Electrophoresis is a laboratory technique primarily used to separate molecules based on size and charge. It plays an important role in the analysis of DNA, RNA, and proteins. In DNA analysis, electrophoresis involves applying an electric field to a gel, with DNA fragments migrating through the gel matrix. The electric current causes smaller DNA fragments to move faster and farther than larger ones, effectively sorting them by size. This technique, however, doesn't provide the sequence of nucleotides; it only separates DNA fragments. Electrophoresis is crucial for visualizing DNA fragments after processes like PCR and for checking the quality and size of DNA before proceeding to sequencing. Some key points about electrophoresis include:

• Uses an electric field to move DNA fragments through a gel.
• Sorts DNA fragments by size but not by order.
• Commonly used in conjunction with other techniques like PCR.

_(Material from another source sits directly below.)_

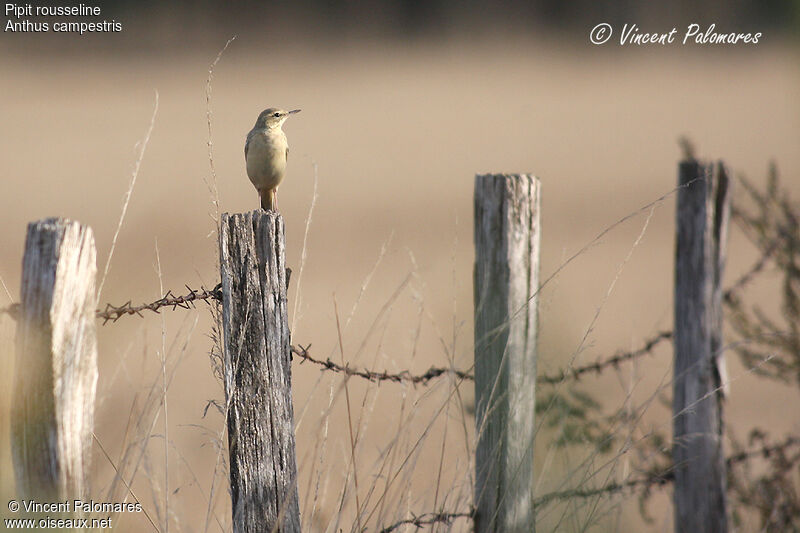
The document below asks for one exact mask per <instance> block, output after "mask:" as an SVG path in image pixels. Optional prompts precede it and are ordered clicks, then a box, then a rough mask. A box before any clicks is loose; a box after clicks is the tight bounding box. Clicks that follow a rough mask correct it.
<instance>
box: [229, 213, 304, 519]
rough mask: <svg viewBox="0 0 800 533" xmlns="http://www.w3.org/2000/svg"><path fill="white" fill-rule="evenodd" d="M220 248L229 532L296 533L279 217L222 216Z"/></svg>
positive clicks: (296, 482) (289, 376)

Polymerase Chain Reaction (PCR)

Polymerase Chain Reaction, better known as PCR, is a revolutionary method used widely in molecular biology. This technique allows scientists to amplify a specific DNA segment, making millions of copies from a small initial sample. PCR is essential in many areas, from cloning DNA for recombination to diagnosing genetic diseases and detecting pathogens. The fundamental steps of PCR involve:

• Denaturation: Heating the DNA so that the strands separate.
• Annealing: Cooling the reaction so that primers can attach to the single strands of DNA.
• Extension: DNA polymerase extends the primers to form a new DNA strand.

Though PCR dramatically amplifies DNA, it's important to note that it doesn't determine the nucleotide order. It's frequently used to produce enough DNA for detailed studies or sequencing, which can then determine the sequence.

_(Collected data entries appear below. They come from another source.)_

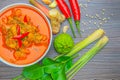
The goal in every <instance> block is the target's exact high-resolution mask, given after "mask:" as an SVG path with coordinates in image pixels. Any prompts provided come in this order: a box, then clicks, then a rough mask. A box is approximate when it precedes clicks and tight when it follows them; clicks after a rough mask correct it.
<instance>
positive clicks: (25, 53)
mask: <svg viewBox="0 0 120 80" xmlns="http://www.w3.org/2000/svg"><path fill="white" fill-rule="evenodd" d="M49 42H50V29H49V26H48V23H47V21H46V19H45V18H44V17H43V15H42V14H40V13H39V12H37V11H36V10H34V9H32V8H28V7H26V6H19V7H15V8H10V9H8V10H6V11H4V12H3V13H2V14H0V56H1V58H3V59H5V60H6V61H8V62H10V63H13V64H19V65H22V64H28V63H31V62H34V61H35V60H37V59H39V58H40V57H41V56H42V55H43V54H44V53H45V51H46V50H47V48H48V45H49Z"/></svg>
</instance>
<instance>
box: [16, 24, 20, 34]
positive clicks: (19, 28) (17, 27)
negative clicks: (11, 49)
mask: <svg viewBox="0 0 120 80" xmlns="http://www.w3.org/2000/svg"><path fill="white" fill-rule="evenodd" d="M17 35H20V26H19V25H17Z"/></svg>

Nucleic Acid Hybridization

Nucleic acid hybridization is a technique used to identify relationships between DNA or RNA sequences. This method involves joining two complementary strands of nucleic acids to form a hybrid molecule. It serves as a way to detect the presence of a specific sequence among a mixture of DNA or RNA. By hybridization, scientists can determine whether particular genetic sequences are present in a specimen. This method is particularly useful in research for understanding gene expression and for diagnostic tests, such as detecting viral infections or genetic diseases. For nucleic acid hybridization:

• It identifies the presence of specific sequences.
• Works by recognizing complementary bases to form hybrids.
• Does not determine nucleotide order but confirms sequence presence.

In conclusion, while it's a powerful tool for locating sequences, hybridization is complementary to sequencing techniques.